Future plans, research progress, limitations, and theoretical analysis

The findings of this work lay a foundation for additional breakthroughs in AI-based medical diagnosis. Future work includes extending the current binary classifier model to multi-class classification of different tumor types, e.g., glioma, meningioma, and pituitary tumors. Another key goal is the integration of three-dimensional (3D) MRI information, which would allow for more spatially rich context for tumor site and improve predictive accuracy. Ensemble methods and the use of transformer architectures will also be explored to both enhance performance as well as interpretability.
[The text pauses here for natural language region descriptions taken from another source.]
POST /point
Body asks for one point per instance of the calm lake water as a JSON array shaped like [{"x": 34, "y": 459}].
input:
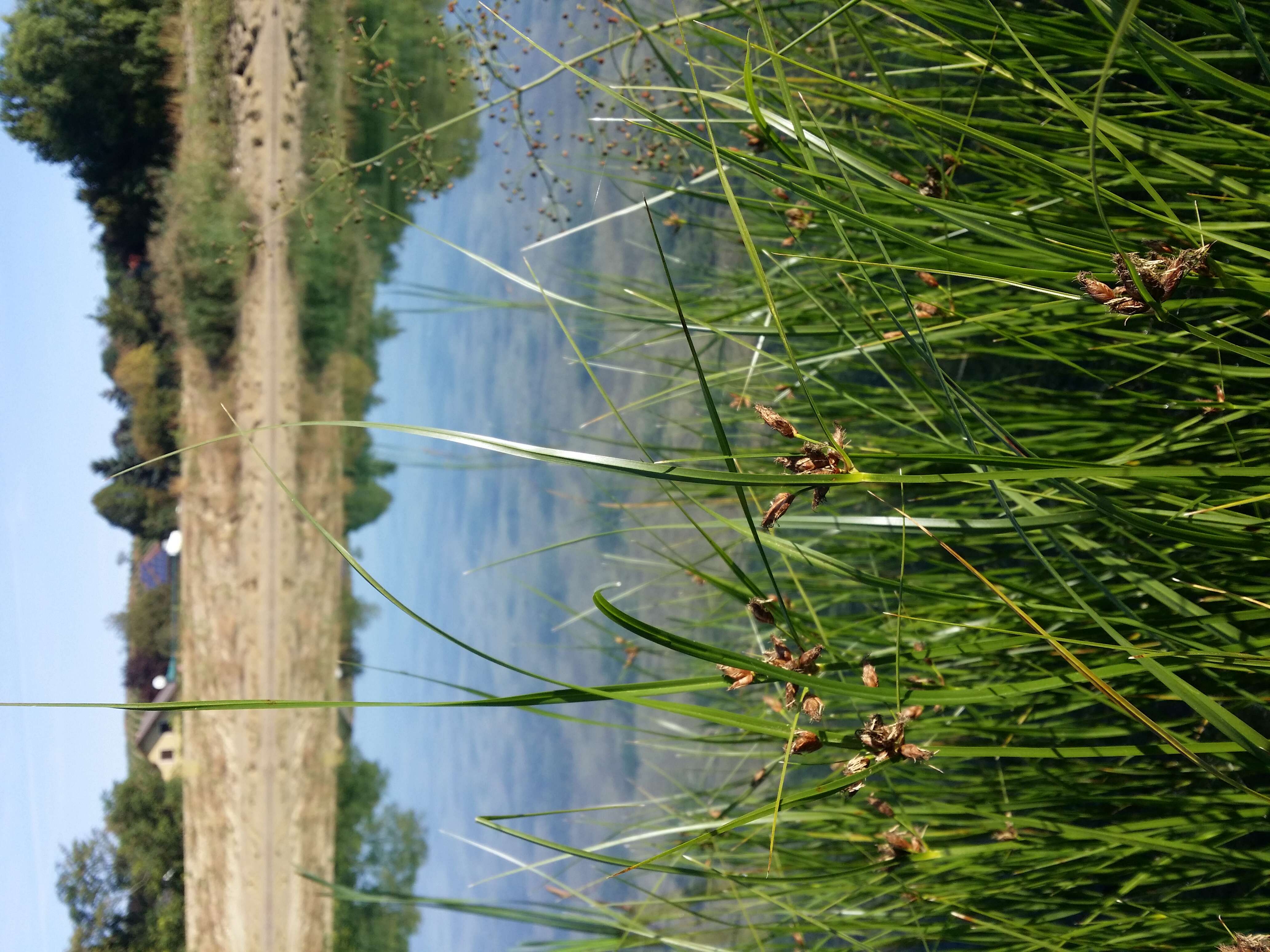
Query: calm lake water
[{"x": 509, "y": 374}]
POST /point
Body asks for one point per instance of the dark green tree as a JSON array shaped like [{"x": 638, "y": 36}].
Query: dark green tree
[
  {"x": 83, "y": 82},
  {"x": 125, "y": 885},
  {"x": 378, "y": 850}
]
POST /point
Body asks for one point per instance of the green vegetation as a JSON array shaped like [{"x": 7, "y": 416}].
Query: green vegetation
[
  {"x": 380, "y": 850},
  {"x": 124, "y": 885},
  {"x": 1000, "y": 659}
]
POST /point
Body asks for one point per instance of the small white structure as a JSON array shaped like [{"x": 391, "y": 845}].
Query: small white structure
[{"x": 159, "y": 736}]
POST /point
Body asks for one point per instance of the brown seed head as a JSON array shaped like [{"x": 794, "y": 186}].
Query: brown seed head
[
  {"x": 781, "y": 503},
  {"x": 915, "y": 753},
  {"x": 857, "y": 765},
  {"x": 905, "y": 841},
  {"x": 805, "y": 743},
  {"x": 1248, "y": 944},
  {"x": 775, "y": 421},
  {"x": 881, "y": 805},
  {"x": 740, "y": 677},
  {"x": 760, "y": 611}
]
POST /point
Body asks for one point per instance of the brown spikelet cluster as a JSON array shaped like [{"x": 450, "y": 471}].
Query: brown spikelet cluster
[
  {"x": 813, "y": 460},
  {"x": 740, "y": 677},
  {"x": 887, "y": 740},
  {"x": 1248, "y": 944},
  {"x": 1160, "y": 272},
  {"x": 755, "y": 139}
]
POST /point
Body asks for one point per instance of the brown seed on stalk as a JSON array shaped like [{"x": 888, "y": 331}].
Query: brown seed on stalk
[
  {"x": 805, "y": 743},
  {"x": 919, "y": 756},
  {"x": 775, "y": 421},
  {"x": 806, "y": 663},
  {"x": 882, "y": 738},
  {"x": 781, "y": 503},
  {"x": 740, "y": 677},
  {"x": 1248, "y": 944},
  {"x": 857, "y": 765},
  {"x": 760, "y": 612},
  {"x": 1009, "y": 833},
  {"x": 881, "y": 805}
]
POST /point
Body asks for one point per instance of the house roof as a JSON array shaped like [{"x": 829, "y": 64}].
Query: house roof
[{"x": 152, "y": 718}]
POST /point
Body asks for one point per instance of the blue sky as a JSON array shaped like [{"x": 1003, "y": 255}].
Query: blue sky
[{"x": 59, "y": 576}]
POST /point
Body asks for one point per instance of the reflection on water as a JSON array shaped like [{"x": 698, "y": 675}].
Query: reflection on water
[{"x": 507, "y": 372}]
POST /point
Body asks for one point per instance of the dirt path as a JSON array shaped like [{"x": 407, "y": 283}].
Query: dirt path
[{"x": 261, "y": 591}]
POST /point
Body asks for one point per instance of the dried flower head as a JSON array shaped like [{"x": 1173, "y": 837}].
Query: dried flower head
[
  {"x": 760, "y": 611},
  {"x": 806, "y": 663},
  {"x": 740, "y": 677},
  {"x": 1009, "y": 833},
  {"x": 805, "y": 743},
  {"x": 775, "y": 421},
  {"x": 755, "y": 139},
  {"x": 781, "y": 503},
  {"x": 1248, "y": 944},
  {"x": 857, "y": 765},
  {"x": 906, "y": 842},
  {"x": 882, "y": 738},
  {"x": 919, "y": 756},
  {"x": 933, "y": 186},
  {"x": 881, "y": 805}
]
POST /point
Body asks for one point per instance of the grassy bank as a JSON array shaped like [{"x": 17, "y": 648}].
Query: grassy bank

The present study represents a significant leap forward in the integration of deep learning and traditional supervised learning methods. Compared to traditional end-to-end neural networks, the hybrid DenseNet201-SVM model leverages the dense connectivity of DenseNet for effective spatial feature extraction and the robust decision boundary properties of SVM for classification. The technique has been found to perform better both in terms of classification accuracy and interpretability. The use of multiple explainability methods further augments transparency of the model and supports clinical trust.
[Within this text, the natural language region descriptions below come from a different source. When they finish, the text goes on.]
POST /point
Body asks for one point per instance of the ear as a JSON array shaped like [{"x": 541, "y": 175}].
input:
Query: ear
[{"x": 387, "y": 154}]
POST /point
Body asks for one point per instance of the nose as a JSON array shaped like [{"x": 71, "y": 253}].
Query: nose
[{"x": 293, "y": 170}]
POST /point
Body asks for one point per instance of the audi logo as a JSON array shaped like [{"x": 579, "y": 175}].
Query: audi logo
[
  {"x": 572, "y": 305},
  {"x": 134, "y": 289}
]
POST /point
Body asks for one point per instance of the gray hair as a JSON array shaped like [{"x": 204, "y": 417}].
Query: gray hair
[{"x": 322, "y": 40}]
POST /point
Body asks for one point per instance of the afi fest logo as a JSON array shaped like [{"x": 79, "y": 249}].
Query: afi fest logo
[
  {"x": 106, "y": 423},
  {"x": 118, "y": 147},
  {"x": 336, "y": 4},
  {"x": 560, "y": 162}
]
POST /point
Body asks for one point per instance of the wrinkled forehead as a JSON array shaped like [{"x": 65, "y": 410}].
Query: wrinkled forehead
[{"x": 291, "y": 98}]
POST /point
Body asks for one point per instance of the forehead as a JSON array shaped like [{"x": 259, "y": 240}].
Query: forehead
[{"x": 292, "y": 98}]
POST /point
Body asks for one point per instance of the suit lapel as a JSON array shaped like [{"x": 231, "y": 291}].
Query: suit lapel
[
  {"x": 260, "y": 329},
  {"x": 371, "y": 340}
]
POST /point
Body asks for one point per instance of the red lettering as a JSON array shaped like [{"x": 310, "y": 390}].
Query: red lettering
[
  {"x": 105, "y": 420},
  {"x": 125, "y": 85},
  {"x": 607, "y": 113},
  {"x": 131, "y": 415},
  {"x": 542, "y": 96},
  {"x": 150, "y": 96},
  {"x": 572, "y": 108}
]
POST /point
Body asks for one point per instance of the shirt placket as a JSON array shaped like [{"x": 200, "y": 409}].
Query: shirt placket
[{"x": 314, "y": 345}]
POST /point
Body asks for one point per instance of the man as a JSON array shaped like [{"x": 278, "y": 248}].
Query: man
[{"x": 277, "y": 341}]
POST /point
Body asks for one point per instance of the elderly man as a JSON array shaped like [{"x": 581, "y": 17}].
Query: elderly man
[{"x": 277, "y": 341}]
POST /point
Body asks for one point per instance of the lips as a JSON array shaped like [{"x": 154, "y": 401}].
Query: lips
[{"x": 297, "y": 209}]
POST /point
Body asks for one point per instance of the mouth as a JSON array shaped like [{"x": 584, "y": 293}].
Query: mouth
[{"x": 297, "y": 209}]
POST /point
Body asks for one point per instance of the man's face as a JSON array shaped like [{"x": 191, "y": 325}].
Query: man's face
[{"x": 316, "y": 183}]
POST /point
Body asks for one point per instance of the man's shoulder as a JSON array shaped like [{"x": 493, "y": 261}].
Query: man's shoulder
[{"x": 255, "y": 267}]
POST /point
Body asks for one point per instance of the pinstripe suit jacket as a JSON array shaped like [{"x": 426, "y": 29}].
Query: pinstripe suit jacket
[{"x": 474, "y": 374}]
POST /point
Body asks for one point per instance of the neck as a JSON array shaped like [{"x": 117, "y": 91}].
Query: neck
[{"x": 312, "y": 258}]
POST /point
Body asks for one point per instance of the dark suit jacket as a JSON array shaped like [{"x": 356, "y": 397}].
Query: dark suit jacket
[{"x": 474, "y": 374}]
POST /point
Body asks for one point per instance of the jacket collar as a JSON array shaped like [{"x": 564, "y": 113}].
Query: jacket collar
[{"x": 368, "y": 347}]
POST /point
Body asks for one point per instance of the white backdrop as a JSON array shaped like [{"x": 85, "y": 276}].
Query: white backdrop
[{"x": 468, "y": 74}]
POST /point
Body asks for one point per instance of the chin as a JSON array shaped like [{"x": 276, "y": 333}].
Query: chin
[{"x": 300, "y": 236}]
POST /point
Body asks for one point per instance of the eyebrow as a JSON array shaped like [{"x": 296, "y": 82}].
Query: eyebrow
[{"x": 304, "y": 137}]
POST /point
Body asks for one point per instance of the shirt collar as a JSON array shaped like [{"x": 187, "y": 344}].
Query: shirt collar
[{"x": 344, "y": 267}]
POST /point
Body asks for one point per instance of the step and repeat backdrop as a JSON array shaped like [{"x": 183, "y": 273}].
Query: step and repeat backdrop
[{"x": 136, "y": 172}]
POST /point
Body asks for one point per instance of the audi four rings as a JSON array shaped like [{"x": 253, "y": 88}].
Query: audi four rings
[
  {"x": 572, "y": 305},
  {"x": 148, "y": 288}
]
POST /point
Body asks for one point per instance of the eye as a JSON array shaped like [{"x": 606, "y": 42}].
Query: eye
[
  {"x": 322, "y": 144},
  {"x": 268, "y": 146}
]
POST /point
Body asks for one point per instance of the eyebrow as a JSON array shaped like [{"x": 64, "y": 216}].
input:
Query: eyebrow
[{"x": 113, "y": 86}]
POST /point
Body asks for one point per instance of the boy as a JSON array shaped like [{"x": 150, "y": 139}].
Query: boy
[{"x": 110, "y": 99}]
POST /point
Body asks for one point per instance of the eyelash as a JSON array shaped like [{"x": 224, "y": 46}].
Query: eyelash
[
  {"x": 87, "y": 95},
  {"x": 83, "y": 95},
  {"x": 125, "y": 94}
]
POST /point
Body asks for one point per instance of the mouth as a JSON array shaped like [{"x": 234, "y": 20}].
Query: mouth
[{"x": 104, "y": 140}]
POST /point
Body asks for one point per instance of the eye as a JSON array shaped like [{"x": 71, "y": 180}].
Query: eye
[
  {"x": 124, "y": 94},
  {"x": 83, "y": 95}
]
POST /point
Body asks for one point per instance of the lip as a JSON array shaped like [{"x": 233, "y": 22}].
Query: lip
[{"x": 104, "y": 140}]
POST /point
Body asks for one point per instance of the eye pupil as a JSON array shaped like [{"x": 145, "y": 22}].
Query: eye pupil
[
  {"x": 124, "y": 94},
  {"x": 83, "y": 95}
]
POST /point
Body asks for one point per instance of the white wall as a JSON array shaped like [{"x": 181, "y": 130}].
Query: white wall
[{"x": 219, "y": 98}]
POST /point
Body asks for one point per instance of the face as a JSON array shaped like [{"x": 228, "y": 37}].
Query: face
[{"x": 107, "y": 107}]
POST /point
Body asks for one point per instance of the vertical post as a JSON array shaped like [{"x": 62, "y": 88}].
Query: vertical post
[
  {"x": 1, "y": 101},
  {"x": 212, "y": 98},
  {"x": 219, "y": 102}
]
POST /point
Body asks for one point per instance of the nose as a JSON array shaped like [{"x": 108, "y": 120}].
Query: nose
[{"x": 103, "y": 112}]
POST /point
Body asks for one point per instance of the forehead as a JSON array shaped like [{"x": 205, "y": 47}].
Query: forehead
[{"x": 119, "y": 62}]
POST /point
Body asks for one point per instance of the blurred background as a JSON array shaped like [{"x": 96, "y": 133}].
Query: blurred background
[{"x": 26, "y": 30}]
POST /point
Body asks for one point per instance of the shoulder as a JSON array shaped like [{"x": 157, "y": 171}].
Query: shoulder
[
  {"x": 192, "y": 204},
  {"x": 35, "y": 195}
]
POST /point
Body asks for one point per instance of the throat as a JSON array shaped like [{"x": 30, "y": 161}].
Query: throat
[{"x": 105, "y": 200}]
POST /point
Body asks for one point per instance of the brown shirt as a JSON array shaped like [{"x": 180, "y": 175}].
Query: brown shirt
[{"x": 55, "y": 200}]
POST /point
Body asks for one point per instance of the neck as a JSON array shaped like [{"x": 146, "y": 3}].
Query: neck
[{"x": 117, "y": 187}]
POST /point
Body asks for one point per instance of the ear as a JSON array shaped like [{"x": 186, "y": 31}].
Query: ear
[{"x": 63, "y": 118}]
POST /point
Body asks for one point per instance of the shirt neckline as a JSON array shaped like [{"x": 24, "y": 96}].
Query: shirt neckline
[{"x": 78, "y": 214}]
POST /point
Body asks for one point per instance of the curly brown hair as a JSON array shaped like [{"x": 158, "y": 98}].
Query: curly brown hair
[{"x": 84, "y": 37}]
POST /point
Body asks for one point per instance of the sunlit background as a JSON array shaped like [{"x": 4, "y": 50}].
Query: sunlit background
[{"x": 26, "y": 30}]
There are, however, certain limitations that cannot be overlooked. First, the patient metadata such as age, sex, or tumor type are not given in the data, which would be crucial in providing context to prediction. The model is even trained on 2D MRI slices instead of volumetric features of the tumor, which limits its spatial understanding. Second, while the model is interpretable, it still is computationally intensive, which would render it difficult to deploy on platforms that are resource-constrained. Finally, real-world evaluation and clinician-in-the-loop evaluation remain to be done, and these are important steps toward clinical readiness.
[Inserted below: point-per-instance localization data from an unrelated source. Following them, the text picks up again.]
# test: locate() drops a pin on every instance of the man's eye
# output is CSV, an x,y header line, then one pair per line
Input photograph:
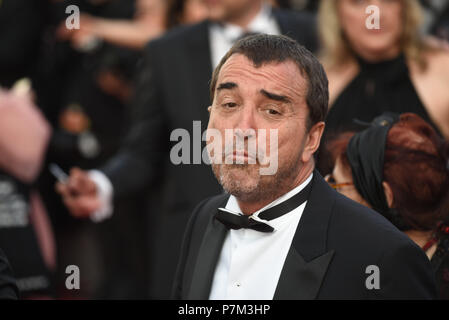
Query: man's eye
x,y
273,112
230,105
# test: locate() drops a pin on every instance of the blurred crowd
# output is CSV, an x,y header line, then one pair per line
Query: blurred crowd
x,y
100,101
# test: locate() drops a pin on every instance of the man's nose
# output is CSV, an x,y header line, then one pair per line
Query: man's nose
x,y
247,121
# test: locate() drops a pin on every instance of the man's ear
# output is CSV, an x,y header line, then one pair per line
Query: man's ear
x,y
388,194
313,141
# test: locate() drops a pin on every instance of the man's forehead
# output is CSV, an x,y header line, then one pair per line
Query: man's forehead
x,y
239,66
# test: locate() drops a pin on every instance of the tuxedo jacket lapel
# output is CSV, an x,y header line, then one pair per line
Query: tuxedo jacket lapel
x,y
207,259
308,258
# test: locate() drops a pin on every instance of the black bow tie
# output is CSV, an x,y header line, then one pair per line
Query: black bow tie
x,y
239,221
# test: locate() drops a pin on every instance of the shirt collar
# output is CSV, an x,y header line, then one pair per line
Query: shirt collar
x,y
258,25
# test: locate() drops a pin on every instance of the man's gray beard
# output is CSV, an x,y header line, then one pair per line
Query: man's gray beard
x,y
268,187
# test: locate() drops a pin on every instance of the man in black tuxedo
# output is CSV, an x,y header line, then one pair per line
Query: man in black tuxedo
x,y
8,286
171,93
287,234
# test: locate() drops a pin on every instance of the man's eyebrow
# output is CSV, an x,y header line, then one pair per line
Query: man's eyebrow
x,y
274,96
226,85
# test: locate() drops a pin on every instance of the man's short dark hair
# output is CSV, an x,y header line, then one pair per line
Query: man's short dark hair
x,y
262,49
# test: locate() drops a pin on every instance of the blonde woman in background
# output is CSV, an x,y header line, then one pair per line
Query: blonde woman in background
x,y
393,68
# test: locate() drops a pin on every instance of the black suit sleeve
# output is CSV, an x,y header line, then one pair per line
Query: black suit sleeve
x,y
145,143
8,287
192,227
405,273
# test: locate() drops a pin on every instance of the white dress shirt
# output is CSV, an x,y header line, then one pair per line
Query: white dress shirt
x,y
251,262
223,36
221,39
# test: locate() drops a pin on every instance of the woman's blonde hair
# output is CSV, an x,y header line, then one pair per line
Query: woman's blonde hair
x,y
335,49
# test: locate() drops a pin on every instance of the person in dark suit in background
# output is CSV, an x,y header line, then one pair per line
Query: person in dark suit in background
x,y
171,92
288,234
8,287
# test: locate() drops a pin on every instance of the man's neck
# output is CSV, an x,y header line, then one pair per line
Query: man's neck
x,y
249,207
245,19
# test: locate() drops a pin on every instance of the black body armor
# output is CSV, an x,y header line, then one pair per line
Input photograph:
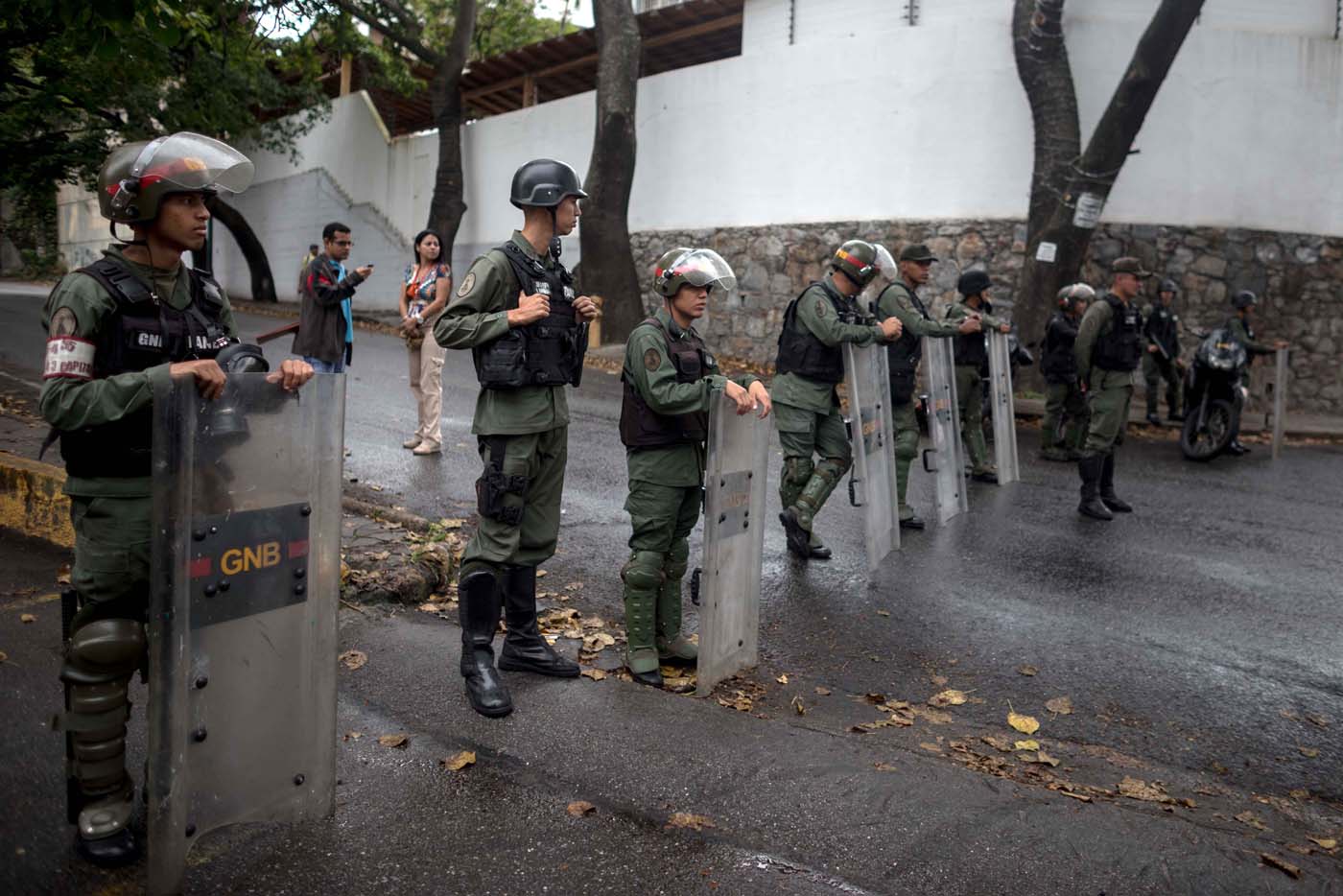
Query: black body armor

Theoretically, the model leverages DenseNet’s feature reuse and gradient flow advantages that mitigate vanishing gradient problems and promote deeper learning. The use of an SVM classifier provides a clearly defined decision boundary that boosts interpretability beyond softmax-based classification. After the explainability is further enhanced based on LRP, IG, and Grad-CAM, the system delivers an interpretable and complete AI pipeline. Such architectural robustness and interpretability make the framework a potential model for implementing in real-world clinical applications to aid experts in diagnosing brain tumor.

Conclusion

This paper presents a robust, interpretable brain tumor diagnosis model based on DenseNet201 with an SVM classifier and explainable AI techniques. The model utilizes a region-adaptive preprocessing pipeline and deep features to derive high classification accuracy. Among the methods evaluated for explainability, Layer-wise Relevance Propagation (LRP) outperformed Grad-CAM and Integrated Gradients (IG) with the highest interpretability and localization scores. These findings validate the model’s value as a reliable clinical decision support tool with excellent performance and visual transparency to facilitate expert analysis and confidence. In subsequent studies, the model can be extended to conduct multi-class classification for distinguishing different types of brain tumors. Additionally, integrating multi-modal imaging data (e.g., PET or CT) and patient metadata can enhance diagnostic accuracy and individualization. The incorporation of transformer-based models or ensemble learning methods might also improve performance. Finally, real-time implementation and future clinical testing are significant steps toward integrating this system into routine healthcare practice.